Grandparents Day returns to Biola

The Biolan community comes together with their families and peers in a unique way.

Maria Weyne, Freelance Writer

Biola held its 11th annual Grandparents Day on April 5. The advancement events team created events, like sitting aerobics and tours of the school that grandparents could partake in alone or with their grandchildren.
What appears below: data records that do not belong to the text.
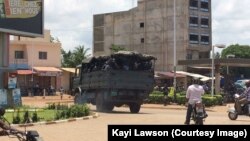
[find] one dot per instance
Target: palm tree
(79, 54)
(72, 59)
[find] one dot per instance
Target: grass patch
(42, 114)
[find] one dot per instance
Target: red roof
(169, 74)
(24, 72)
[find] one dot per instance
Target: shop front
(48, 78)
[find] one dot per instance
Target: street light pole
(212, 85)
(174, 52)
(229, 56)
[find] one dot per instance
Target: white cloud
(71, 20)
(231, 22)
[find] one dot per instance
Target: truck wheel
(199, 121)
(100, 102)
(109, 107)
(134, 107)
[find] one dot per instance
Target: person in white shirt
(193, 94)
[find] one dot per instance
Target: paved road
(96, 129)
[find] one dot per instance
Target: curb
(56, 122)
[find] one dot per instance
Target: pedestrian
(61, 92)
(165, 92)
(193, 95)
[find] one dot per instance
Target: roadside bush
(73, 111)
(16, 119)
(158, 98)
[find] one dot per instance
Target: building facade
(37, 62)
(149, 28)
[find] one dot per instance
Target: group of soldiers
(119, 61)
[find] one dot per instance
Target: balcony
(19, 64)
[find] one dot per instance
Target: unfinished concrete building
(149, 28)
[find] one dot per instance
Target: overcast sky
(71, 20)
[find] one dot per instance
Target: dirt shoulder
(39, 101)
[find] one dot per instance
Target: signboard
(12, 81)
(49, 73)
(17, 97)
(3, 97)
(22, 17)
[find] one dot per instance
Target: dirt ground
(40, 101)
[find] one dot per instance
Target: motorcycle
(198, 114)
(233, 112)
(30, 135)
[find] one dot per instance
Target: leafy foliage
(75, 57)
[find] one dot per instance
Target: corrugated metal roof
(47, 69)
(69, 69)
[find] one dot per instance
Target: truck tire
(101, 105)
(134, 107)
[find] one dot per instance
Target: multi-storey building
(149, 28)
(36, 61)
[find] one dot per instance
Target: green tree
(116, 48)
(75, 57)
(80, 54)
(239, 51)
(66, 59)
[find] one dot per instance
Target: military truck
(122, 78)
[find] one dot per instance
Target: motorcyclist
(244, 97)
(193, 94)
(6, 127)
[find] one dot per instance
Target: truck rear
(124, 78)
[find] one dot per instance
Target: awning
(47, 71)
(169, 75)
(24, 72)
(202, 77)
(72, 70)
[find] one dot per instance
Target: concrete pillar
(217, 79)
(4, 56)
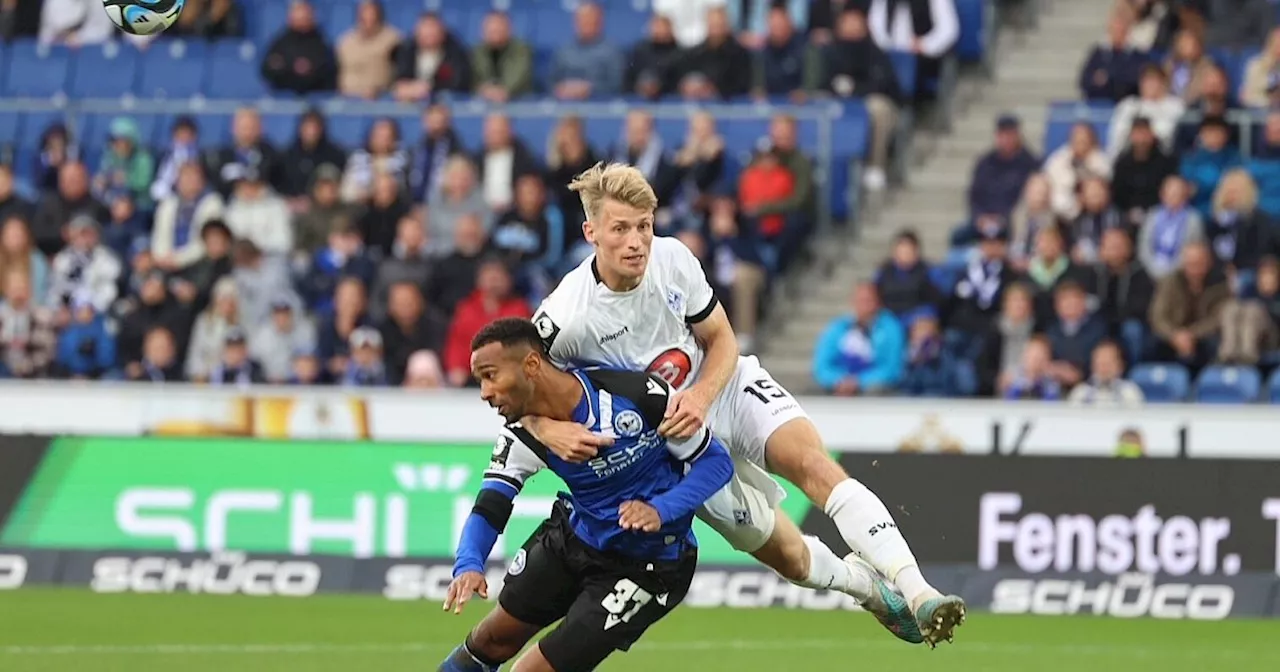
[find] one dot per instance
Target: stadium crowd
(1155, 243)
(374, 265)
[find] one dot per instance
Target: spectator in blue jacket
(1073, 333)
(999, 177)
(1265, 167)
(85, 348)
(1205, 165)
(590, 65)
(864, 352)
(1112, 68)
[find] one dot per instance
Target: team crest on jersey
(676, 301)
(517, 563)
(629, 424)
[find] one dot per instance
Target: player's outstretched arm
(709, 470)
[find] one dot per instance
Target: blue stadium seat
(105, 72)
(234, 72)
(1161, 383)
(174, 71)
(1228, 384)
(37, 72)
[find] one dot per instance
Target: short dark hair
(510, 332)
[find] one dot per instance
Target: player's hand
(639, 516)
(686, 414)
(465, 585)
(568, 440)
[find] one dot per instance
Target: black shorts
(607, 600)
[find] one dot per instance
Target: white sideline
(745, 645)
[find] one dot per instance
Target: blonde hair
(615, 182)
(1247, 191)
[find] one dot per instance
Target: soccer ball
(144, 17)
Hugh and Marty Bedford sat on a bench by Heritage Cafe waiting for their grandchildren and recalled their long history with Biola. The couple had just returned from a tour of the Alton and Lydia Lim Center for Science, Technology and Health, the building which they donated funds to. The Bedfords have been connected to Biola for the last 35 years through their children and grandchildren who attended the university. They say that Grandparents Day is good for understanding the spiritual community, and for picturing what their grandchildren’s lives are like.

Grandparents Day presents a unique opportunity for grandparents to strengthen their relationship with their grandchildren. Hermelinda Mcmillon was able to see her grandson, freshman undeclared major Gabriel Ambriz, working as a tour guide and said she was proud of his hard work. Additionally, being present on campus allows grandparents to experience both the classes and the regular student traffic that happens daily. It also allows them to attend intramural games and other activities.

Freshman human biology major Mia Schow brought her grandparents to her intramural soccer game so they could watch her play. Schow’s grandparents, Kathy and John Gilliland, sat under a tree as they reminisced about Schow’s games when she was in elementary school.

“She used to pick up dandelions and bring them to us,” Kathy Gilliland said.

Scenes like Schow’s are common throughout the Biola campus during Grandparents Day. The event also offers a carefree day away from classes for those who participate.

Assistant director of advancement events Deannah Baesel added they hope students can “share” their grandparents with those who have none, allowing for all to be involved.